August Industrial Production: Overall Neutral Trend Continues
So much is imported that industrial production is much less central to the US economic picture than it was before the “China shock,” but it remains an important if diminished economic indicator. It has been trending generally sideways this year, and that trend continued in August.
Headline industrial production (blue in the graph below) rose 0.1%% in August, but after revisions to prior months, the net was a decline of -0.1% compared with the initial reading last month for July. Manufacturing production (red) increased 0.3%, but after revisions was up 0.2% compared with the initial reading for July:
Total production has not exceeded its post-pandemic high in June, but with its increase this month manufacturing production is now the highest since early 2019.

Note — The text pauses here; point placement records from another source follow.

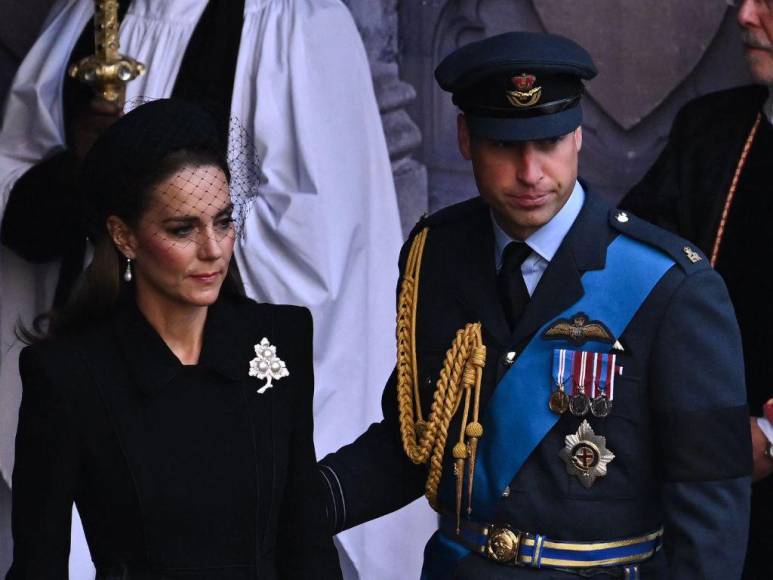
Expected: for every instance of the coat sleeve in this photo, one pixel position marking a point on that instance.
(372, 476)
(44, 477)
(702, 431)
(305, 547)
(655, 197)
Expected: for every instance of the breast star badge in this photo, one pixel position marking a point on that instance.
(266, 365)
(586, 455)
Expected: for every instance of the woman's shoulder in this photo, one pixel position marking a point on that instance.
(250, 311)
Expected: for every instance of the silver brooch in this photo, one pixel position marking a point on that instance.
(586, 454)
(266, 365)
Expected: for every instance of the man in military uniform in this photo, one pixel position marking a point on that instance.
(589, 417)
(711, 184)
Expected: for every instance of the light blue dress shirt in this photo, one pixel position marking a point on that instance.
(544, 242)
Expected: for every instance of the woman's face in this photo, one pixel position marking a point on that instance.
(183, 242)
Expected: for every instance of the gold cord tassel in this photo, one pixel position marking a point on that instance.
(460, 378)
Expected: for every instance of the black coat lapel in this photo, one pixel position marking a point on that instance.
(479, 292)
(584, 248)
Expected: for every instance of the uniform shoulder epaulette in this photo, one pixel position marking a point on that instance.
(450, 215)
(686, 254)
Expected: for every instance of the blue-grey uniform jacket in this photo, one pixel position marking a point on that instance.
(678, 428)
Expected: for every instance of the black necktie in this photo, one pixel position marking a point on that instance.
(512, 289)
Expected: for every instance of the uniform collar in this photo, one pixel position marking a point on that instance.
(153, 365)
(547, 239)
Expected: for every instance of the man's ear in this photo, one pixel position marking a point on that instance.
(463, 136)
(122, 236)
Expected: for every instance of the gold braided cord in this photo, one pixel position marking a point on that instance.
(731, 192)
(460, 379)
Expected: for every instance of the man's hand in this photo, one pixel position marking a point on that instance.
(91, 122)
(763, 465)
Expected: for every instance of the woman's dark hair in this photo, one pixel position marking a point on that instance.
(117, 178)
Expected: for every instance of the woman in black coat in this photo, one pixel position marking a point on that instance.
(176, 414)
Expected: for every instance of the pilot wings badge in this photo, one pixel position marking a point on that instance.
(578, 329)
(586, 455)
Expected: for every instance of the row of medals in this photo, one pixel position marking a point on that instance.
(579, 404)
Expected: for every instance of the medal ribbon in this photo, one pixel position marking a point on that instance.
(516, 417)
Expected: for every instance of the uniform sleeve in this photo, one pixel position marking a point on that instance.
(304, 545)
(702, 432)
(372, 476)
(44, 477)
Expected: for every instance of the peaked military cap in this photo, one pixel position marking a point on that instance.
(518, 86)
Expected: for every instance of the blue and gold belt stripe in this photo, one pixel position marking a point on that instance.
(511, 547)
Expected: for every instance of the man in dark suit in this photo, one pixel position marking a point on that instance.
(599, 419)
(711, 184)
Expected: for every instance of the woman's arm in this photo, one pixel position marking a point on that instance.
(44, 476)
(304, 544)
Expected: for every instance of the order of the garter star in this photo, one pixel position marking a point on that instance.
(266, 365)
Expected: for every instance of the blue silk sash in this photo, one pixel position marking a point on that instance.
(517, 417)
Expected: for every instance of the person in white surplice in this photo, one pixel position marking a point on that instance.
(324, 231)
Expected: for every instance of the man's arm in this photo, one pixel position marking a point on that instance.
(701, 426)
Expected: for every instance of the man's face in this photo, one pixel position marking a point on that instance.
(756, 20)
(526, 183)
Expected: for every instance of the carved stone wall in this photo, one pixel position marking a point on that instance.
(652, 58)
(377, 21)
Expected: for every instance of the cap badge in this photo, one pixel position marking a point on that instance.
(526, 94)
(578, 329)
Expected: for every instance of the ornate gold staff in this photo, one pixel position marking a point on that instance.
(107, 71)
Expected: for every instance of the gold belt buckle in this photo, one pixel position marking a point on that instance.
(503, 545)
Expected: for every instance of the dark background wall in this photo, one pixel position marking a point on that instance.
(652, 56)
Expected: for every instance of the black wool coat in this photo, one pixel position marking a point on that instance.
(178, 472)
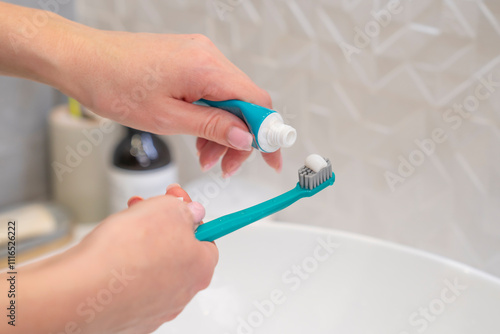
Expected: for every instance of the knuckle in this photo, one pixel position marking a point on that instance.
(200, 38)
(210, 128)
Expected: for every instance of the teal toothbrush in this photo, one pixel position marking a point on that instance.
(313, 177)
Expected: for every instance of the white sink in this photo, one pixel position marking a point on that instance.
(346, 284)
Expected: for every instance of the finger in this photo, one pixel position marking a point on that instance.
(197, 210)
(200, 143)
(232, 161)
(213, 124)
(176, 191)
(133, 200)
(274, 160)
(210, 154)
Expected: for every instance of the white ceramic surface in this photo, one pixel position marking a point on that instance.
(284, 278)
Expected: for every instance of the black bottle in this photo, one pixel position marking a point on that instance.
(141, 166)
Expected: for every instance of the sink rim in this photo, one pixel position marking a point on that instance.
(392, 245)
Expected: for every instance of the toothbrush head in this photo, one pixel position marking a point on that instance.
(316, 172)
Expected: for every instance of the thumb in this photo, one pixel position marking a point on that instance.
(214, 124)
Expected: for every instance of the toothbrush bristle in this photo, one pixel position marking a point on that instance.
(309, 179)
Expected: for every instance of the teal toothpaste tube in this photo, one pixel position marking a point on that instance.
(267, 126)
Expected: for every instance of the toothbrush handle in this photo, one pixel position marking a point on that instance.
(229, 223)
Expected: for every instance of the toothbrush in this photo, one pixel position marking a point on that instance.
(315, 176)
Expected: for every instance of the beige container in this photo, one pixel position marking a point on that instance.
(80, 150)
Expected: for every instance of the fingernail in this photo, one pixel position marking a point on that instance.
(197, 210)
(240, 139)
(173, 185)
(280, 165)
(225, 175)
(208, 166)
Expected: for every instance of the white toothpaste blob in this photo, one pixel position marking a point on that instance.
(315, 162)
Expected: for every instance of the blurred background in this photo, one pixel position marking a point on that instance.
(402, 96)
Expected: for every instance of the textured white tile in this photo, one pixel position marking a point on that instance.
(367, 113)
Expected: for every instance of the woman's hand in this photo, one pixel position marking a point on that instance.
(149, 81)
(136, 270)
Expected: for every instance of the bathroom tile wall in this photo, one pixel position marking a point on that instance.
(416, 92)
(24, 106)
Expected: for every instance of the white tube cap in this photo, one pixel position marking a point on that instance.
(315, 162)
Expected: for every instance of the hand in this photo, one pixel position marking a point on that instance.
(136, 270)
(168, 264)
(149, 81)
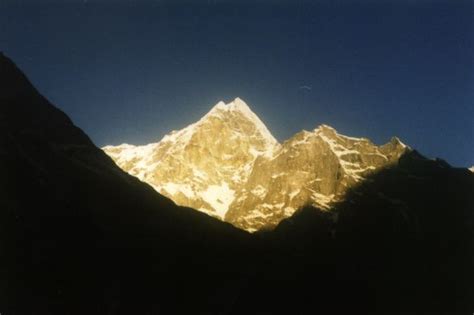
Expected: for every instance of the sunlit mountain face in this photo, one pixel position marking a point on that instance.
(229, 165)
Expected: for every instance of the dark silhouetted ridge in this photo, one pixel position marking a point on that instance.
(80, 236)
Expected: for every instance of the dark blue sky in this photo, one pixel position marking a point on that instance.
(131, 71)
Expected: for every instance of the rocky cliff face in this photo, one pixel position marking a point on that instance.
(228, 165)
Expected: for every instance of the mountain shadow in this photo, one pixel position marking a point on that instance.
(401, 242)
(80, 236)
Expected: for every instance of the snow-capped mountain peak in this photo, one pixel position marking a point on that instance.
(228, 165)
(203, 164)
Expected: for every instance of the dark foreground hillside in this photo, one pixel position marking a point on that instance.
(80, 236)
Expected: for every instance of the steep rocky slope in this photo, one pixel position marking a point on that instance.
(228, 165)
(80, 236)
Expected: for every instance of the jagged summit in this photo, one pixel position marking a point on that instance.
(229, 165)
(239, 107)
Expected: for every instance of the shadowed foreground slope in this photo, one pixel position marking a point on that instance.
(401, 242)
(80, 236)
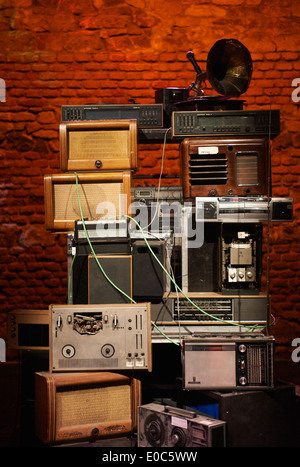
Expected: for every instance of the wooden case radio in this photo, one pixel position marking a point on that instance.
(85, 406)
(224, 166)
(105, 194)
(98, 145)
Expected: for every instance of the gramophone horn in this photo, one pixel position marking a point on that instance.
(229, 67)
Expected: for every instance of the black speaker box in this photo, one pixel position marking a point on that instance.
(147, 274)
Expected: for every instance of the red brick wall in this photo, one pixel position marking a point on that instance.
(59, 52)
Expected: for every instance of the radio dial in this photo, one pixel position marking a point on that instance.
(243, 381)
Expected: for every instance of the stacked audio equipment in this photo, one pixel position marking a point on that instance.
(101, 331)
(158, 265)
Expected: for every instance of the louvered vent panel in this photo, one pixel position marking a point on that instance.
(247, 168)
(208, 169)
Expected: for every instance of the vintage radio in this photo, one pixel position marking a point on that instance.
(28, 329)
(104, 194)
(213, 308)
(244, 209)
(98, 145)
(100, 337)
(224, 166)
(85, 406)
(166, 426)
(228, 362)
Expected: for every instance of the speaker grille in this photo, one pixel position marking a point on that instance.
(247, 169)
(91, 195)
(78, 363)
(93, 405)
(208, 169)
(99, 144)
(259, 364)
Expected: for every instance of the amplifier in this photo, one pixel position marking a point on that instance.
(100, 337)
(224, 166)
(28, 329)
(101, 194)
(105, 145)
(226, 122)
(85, 406)
(228, 362)
(147, 115)
(167, 426)
(244, 209)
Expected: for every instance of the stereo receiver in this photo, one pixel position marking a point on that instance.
(244, 209)
(147, 115)
(167, 426)
(100, 337)
(228, 362)
(226, 122)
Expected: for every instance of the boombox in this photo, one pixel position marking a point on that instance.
(85, 406)
(28, 329)
(100, 194)
(100, 337)
(166, 426)
(228, 362)
(99, 145)
(224, 166)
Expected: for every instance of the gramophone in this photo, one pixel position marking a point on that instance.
(228, 70)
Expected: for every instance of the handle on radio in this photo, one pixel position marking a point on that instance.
(180, 412)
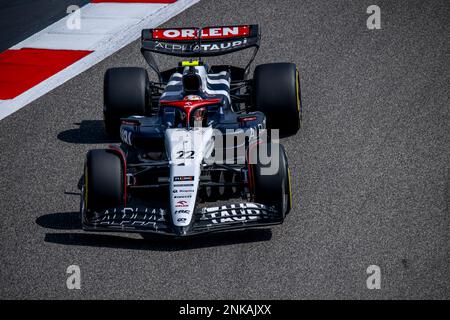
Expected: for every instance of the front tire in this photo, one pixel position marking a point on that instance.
(277, 95)
(104, 185)
(126, 93)
(273, 189)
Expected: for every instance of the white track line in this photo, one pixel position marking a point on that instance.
(104, 39)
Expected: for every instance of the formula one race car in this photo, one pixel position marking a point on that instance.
(200, 135)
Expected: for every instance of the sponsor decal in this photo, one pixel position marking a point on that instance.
(205, 33)
(183, 178)
(129, 216)
(231, 213)
(181, 203)
(178, 47)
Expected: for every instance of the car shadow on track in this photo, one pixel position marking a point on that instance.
(71, 221)
(88, 132)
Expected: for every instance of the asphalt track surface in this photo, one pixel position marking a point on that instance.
(20, 19)
(370, 171)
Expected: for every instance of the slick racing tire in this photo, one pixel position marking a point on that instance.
(126, 93)
(276, 93)
(273, 189)
(104, 184)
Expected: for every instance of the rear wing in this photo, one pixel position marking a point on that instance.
(199, 42)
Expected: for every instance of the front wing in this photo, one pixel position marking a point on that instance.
(158, 220)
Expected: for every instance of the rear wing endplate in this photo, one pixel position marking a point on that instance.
(199, 42)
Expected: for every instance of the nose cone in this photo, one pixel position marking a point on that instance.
(181, 231)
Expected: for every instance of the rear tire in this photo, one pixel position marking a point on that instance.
(277, 95)
(126, 93)
(273, 189)
(104, 180)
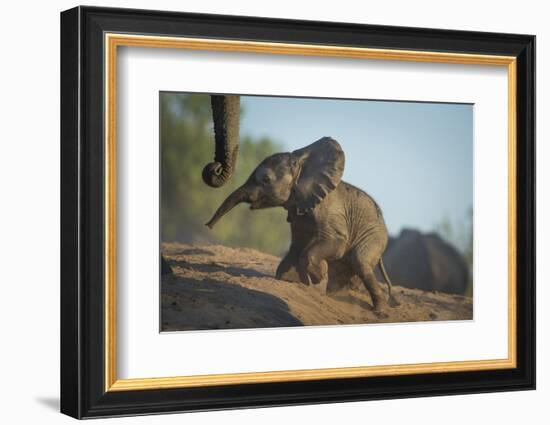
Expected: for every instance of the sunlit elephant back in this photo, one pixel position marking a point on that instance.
(427, 262)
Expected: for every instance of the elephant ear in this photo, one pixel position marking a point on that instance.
(319, 168)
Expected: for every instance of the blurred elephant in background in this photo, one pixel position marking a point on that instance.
(427, 262)
(226, 116)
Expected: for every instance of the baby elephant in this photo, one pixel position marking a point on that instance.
(331, 221)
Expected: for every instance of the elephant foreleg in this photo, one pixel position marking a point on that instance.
(288, 267)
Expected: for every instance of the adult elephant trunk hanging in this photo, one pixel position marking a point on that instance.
(226, 115)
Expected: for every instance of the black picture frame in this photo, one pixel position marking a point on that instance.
(83, 392)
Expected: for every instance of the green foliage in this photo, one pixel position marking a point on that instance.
(187, 145)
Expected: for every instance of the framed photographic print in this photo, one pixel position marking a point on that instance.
(261, 212)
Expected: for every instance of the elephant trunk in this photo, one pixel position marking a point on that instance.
(239, 195)
(226, 114)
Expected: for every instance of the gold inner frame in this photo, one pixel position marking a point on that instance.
(113, 41)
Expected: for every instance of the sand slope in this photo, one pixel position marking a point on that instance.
(216, 287)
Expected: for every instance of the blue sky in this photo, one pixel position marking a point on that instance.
(415, 159)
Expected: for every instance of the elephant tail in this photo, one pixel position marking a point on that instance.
(392, 300)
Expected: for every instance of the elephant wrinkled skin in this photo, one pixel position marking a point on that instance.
(331, 221)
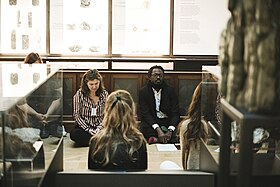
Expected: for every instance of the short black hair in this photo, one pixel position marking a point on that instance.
(154, 67)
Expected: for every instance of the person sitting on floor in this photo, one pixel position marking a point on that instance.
(119, 145)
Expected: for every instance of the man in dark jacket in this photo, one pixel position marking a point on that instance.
(159, 108)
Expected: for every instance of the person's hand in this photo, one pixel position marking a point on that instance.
(168, 135)
(40, 116)
(161, 136)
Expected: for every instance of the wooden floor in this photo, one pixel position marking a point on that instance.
(77, 157)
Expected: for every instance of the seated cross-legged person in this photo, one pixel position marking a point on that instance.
(159, 108)
(119, 145)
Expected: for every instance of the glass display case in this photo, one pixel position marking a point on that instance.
(31, 123)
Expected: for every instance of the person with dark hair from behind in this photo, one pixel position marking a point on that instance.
(88, 103)
(192, 131)
(159, 108)
(119, 145)
(33, 58)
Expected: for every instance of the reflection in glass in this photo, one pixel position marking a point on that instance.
(31, 102)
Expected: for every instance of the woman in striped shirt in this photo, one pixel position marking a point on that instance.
(88, 103)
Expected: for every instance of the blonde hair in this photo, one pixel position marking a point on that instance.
(120, 127)
(195, 128)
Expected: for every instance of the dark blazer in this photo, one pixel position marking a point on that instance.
(169, 105)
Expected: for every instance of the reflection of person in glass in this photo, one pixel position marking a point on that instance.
(49, 108)
(88, 104)
(159, 108)
(119, 145)
(19, 136)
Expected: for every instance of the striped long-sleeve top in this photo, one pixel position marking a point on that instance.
(83, 111)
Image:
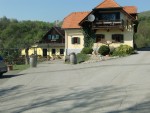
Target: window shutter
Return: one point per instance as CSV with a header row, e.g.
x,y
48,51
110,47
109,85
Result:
x,y
78,40
122,38
72,40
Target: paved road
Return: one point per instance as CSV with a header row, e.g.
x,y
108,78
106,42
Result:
x,y
114,86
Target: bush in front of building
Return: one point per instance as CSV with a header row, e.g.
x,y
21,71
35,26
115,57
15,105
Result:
x,y
87,50
104,50
82,57
123,50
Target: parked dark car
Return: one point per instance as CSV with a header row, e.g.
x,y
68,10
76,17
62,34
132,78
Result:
x,y
3,67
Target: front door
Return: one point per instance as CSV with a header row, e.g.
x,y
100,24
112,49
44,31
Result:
x,y
44,52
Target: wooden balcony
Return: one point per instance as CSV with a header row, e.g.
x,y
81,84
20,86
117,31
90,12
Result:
x,y
108,24
47,45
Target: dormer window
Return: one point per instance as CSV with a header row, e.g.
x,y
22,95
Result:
x,y
75,40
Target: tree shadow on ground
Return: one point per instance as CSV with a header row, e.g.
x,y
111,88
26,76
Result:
x,y
10,76
144,49
76,100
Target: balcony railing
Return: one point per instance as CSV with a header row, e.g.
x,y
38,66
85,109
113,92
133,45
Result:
x,y
108,24
51,45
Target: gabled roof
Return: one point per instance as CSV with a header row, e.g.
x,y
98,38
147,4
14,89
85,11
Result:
x,y
108,4
130,9
58,30
73,20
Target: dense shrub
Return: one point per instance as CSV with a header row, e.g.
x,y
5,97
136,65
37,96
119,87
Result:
x,y
123,50
82,57
87,50
104,50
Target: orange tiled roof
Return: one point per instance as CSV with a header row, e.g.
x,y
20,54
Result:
x,y
73,20
130,9
108,4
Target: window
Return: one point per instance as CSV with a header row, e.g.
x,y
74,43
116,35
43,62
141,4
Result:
x,y
61,51
118,38
75,40
53,37
100,38
53,51
49,37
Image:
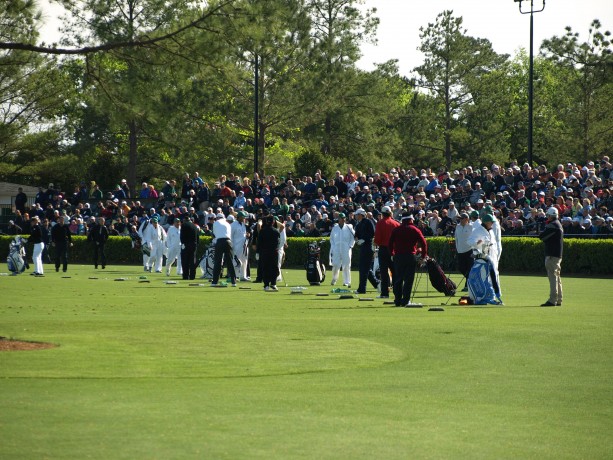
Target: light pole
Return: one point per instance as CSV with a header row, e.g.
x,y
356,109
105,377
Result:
x,y
256,121
531,71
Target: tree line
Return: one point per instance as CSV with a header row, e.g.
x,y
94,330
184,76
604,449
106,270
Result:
x,y
148,89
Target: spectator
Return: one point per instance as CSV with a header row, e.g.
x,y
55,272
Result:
x,y
21,199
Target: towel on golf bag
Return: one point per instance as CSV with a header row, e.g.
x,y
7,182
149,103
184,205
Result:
x,y
439,280
207,262
483,286
16,259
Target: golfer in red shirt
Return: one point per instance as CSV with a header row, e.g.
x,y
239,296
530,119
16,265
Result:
x,y
405,243
383,231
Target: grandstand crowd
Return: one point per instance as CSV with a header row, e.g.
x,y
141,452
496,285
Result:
x,y
309,205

Updating my graph from yesterday, mixing production (gold, left scale) increased 1.1% for the month, but remains below its June peak, while utility production (yellow, narrow, right scale) declined -0.8%:
The overall trend in the past six months remains flat to slightly increasing, after strong increases in 2024 into the beginning of this year.
Nevertheless, my conclusion this month remains the similar as it was last month, when I wrote: “Along with retail sales, this is the second coincident positive for the economy this morning.” Because after revisions total industrial production declined -0.1% this month vs. July, they are neutral vs. positive, but the net of both is that, unless and until consumers pull back, there is no recession.